Suspected Taliban militants ambushed a U.S.-led coalition patrol in southern Afghanistan, killing one soldier, while an attack on police in the east left two insurgents and one police officer dead, officials said Tuesday.

The militants fired a rocket-propelled grenade at a military convoy in Kandahar province's restive Panjwayi district on Monday, killing the soldier and damaging one vehicle, said Capt. Andre Salloum, a NATO spokesman in the area.

He did not identify the nationality of the dead soldier, but the majority of the coalition troops are American.

Although NATO has assumed control of military operations in Afghanistan, the U.S. is leading a smaller coalition of a few thousand U.S. and other troops who focus on counterterrorism operations and the hunt for Usama bin Laden.

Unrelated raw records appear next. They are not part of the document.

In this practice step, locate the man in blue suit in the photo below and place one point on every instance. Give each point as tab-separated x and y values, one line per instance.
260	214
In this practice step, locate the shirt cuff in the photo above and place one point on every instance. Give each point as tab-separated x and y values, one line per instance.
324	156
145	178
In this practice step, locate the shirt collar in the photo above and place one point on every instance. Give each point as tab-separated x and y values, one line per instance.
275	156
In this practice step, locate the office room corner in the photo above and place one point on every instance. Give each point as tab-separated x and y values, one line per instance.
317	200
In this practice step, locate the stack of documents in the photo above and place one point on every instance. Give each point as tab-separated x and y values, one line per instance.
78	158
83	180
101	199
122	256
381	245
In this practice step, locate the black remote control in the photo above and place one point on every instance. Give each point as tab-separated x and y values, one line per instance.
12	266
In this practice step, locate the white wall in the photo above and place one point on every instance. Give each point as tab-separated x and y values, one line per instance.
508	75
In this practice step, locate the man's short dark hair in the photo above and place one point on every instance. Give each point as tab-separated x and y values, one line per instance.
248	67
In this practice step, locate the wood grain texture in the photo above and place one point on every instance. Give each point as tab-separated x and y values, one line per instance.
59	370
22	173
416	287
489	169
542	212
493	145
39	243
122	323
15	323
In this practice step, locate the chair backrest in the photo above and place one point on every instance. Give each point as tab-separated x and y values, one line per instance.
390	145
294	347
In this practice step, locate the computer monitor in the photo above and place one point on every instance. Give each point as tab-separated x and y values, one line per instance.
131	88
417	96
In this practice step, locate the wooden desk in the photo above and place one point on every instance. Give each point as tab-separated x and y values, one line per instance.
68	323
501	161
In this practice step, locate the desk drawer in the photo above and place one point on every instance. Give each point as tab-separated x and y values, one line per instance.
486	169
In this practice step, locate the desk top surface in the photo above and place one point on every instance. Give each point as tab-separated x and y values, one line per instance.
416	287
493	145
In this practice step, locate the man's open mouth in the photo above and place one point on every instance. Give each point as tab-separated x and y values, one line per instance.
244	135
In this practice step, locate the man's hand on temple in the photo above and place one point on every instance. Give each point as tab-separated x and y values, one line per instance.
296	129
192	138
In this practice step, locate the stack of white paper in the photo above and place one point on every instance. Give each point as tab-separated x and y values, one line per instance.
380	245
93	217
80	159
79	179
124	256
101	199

In the east, militants fired rocket-propelled grenades and heavy machine guns at the police post in Khost province late Monday, which also left two police wounded, said Gen. Mohammad Ayub, the provincial police chief.

Police rushed reinforcements to the area, forcing the Taliban to flee, Ayub said. The insurgents took their dead with them, he said.

Also in the east, suspected Taliban militants released three kidnapped Afghan aid workers but are still holding two other hostages, said Gen. Abdul Anan Raufi, a provincial police chief .

The four aid workers and their driver, employed by the International Organization for Migration, were abducted on Sunday in eastern Paktia province, Raufi said.

The workers were on their way to visit a newly built school in the area, he said.

The three were released Monday after village elders intervened, Raufi said. The elders were still trying to win the release of the other two, he said.